One of the things that has been bothering me though, isn’t related to Cisco Live but came up during a talk at this event which is availability metrics.
Everyone in the IT industry has heard about them, although very few of our clients have actually worked out what they mean and I’d like to bring some focus to those things today.
First, let’s describe how you come up with availability as a figure (generally represented as the 9s):
Availability = Time of Uptime / (Time of uptime + Time of Downtime)
Let’s start with my favourite myth – 99% availability – it sounds good right? Like if you said to me that my internet service was 99% available I’d likely be rapt with this and not question the outcome but in real terms 99% availability is equal to in any given week an outage of 1.68 hours, in any given month 7.2 hours and in any given year a total outage time of 3.6 DAYS. Now, I don’t know about you – but 3.6 full days of an outage of a corporate system is pretty large right? Of course it may not happen all at once, and the outages may happen out of hours, so they aren’t an effect on your core business – but they COULD and you’d still be inside of what you signed up for.

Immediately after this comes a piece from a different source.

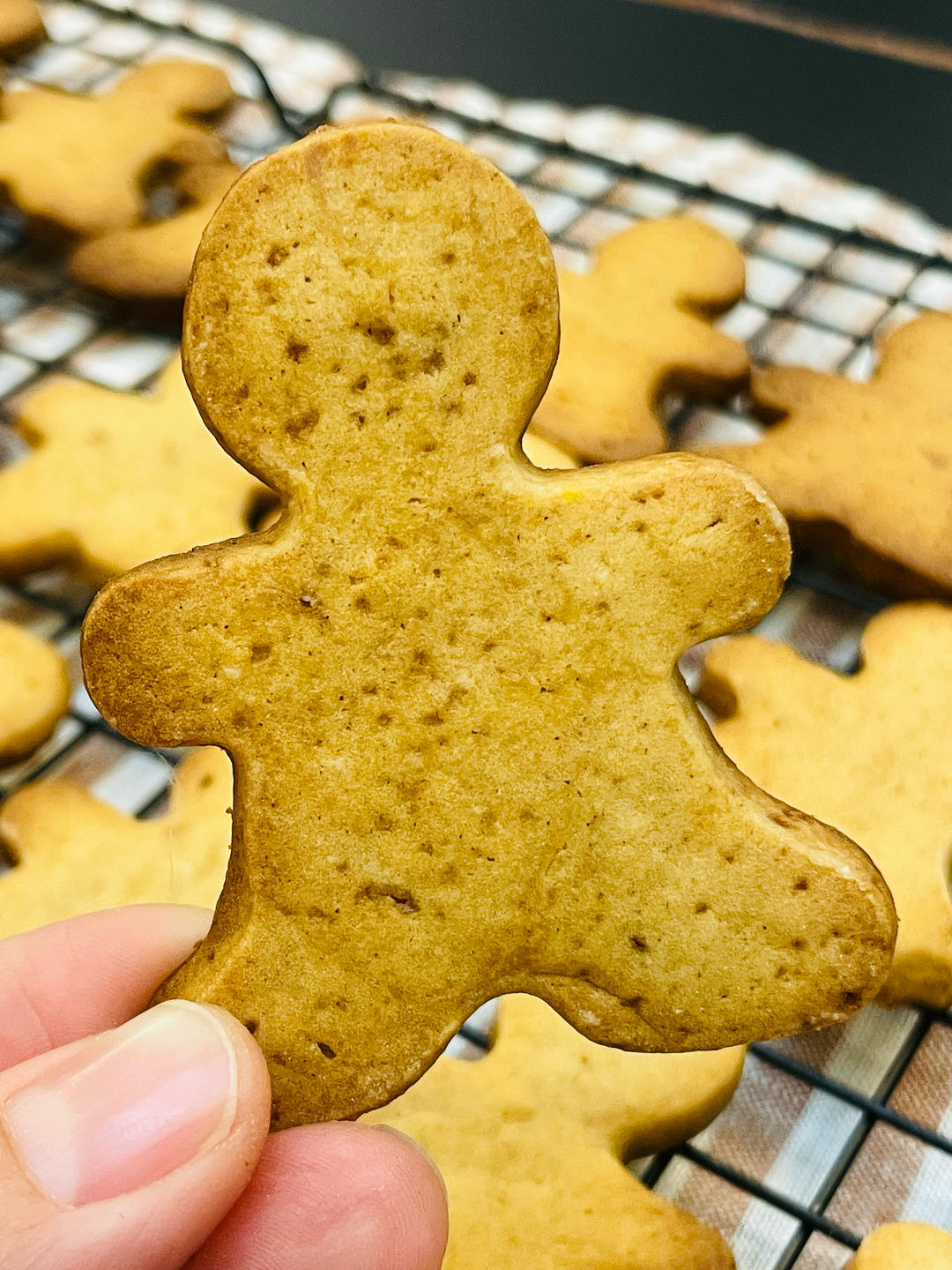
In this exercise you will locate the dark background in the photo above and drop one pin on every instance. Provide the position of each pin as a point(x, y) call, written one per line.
point(881, 120)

Even when you scale this up to the even more impressive sounding 99.9% availability, this still equals 8.76 hours per year – so a full business day of outage per year. This might be fine for your internet service, particularly if you have a redundant connection – but if you’re talking about a cloud based ERP service that’s really not satisfactory given you may actually lose a full day of productivity with it being offline.
A number of pretty large services are only 99.9% available, Office365 (less affectionately known as Office364 by some people) has an SLA of 99.9% available although to be fair they’ve actually significantly outperformed this and are closer to the 99.95% availability which you can check in their trust center – http://trustoffice365.com/. Publishing of real availability metrics is also an important part of establishing trust and Microsoft has done a great job around this aspect of the Office365 product.

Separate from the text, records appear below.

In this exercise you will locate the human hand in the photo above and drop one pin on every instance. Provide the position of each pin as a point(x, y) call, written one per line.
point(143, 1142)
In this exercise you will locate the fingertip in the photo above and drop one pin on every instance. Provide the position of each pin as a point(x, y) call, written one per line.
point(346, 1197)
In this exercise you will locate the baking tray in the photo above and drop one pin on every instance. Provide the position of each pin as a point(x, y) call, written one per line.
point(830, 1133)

So, what am I trying to say? I think it’s important to say that numbers aren’t everything and understanding the real impact an outage would have prior to signing up to services is important particularly with the marketing cloud providers put around their availability metrics. It’s also important to say that it’s fine to have availability metrics, but are all providers actually reporting back to you on what their availability levels are?